Of course, starting an SDC Provider with a broken Mdib is misconfiguration, but since certain Operations (f.i. SetContextState) allow SDC Consumers to insert XML snippets into the Provider's Mdib, this state can also be reached when the initial Mdib is valid.
Of course it is hard to prevent all kinds of marshalling problems. However, I would have expected SDC-ri to
- answer with a SoapFault in this case.
- log the whole exception including its StackTrace to allow debugging issues like that.
Additional Information:
Without the Stacktrace, all one can do is to guess where the Exception came from. Here is what I found:
- The MarshallingException seems to be thrown by a call to marshallingService.marshal(responseMsg, outStream); in line 110 of RequestResponseServerHttpHandler.
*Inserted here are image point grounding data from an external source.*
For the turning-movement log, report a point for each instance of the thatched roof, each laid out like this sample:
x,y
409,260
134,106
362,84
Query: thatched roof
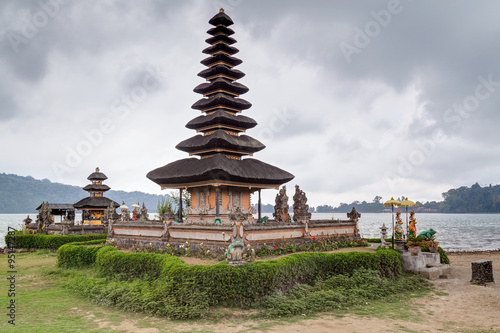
x,y
221,18
221,70
221,57
96,187
223,118
219,167
220,139
95,202
221,84
57,206
220,29
222,100
97,175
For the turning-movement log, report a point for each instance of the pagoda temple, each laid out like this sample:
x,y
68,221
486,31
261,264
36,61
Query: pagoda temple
x,y
93,207
222,178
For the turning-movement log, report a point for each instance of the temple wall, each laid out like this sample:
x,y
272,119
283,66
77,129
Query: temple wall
x,y
61,229
216,236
- It is then caught in a try-catch block and its message (NOT its stackTrace) is inserted into a HTTPException in line 113 of RequestResponseServerHttpHandler. Usually, it would be best practice to attach it to the HTTPException as a cause, but HTTPException does not allow this. Nevertheless, it should have been logged at this point.
- the HTTPException is caught in line 99 of JettyHttpServerHandler, where it is logged WITHOUT a stackTrace. Next, its message is written directly into the outputStream (tempOut), which butchers the XML document whose prefix has at this point already been written there by marshallingService.marshal(). This is a rather weird way to do error handling. IMHO, it would be much better to log the Exception INCLUDING its stackTrace and then reset the outputStream before writing a SoapFault with the Exception's message.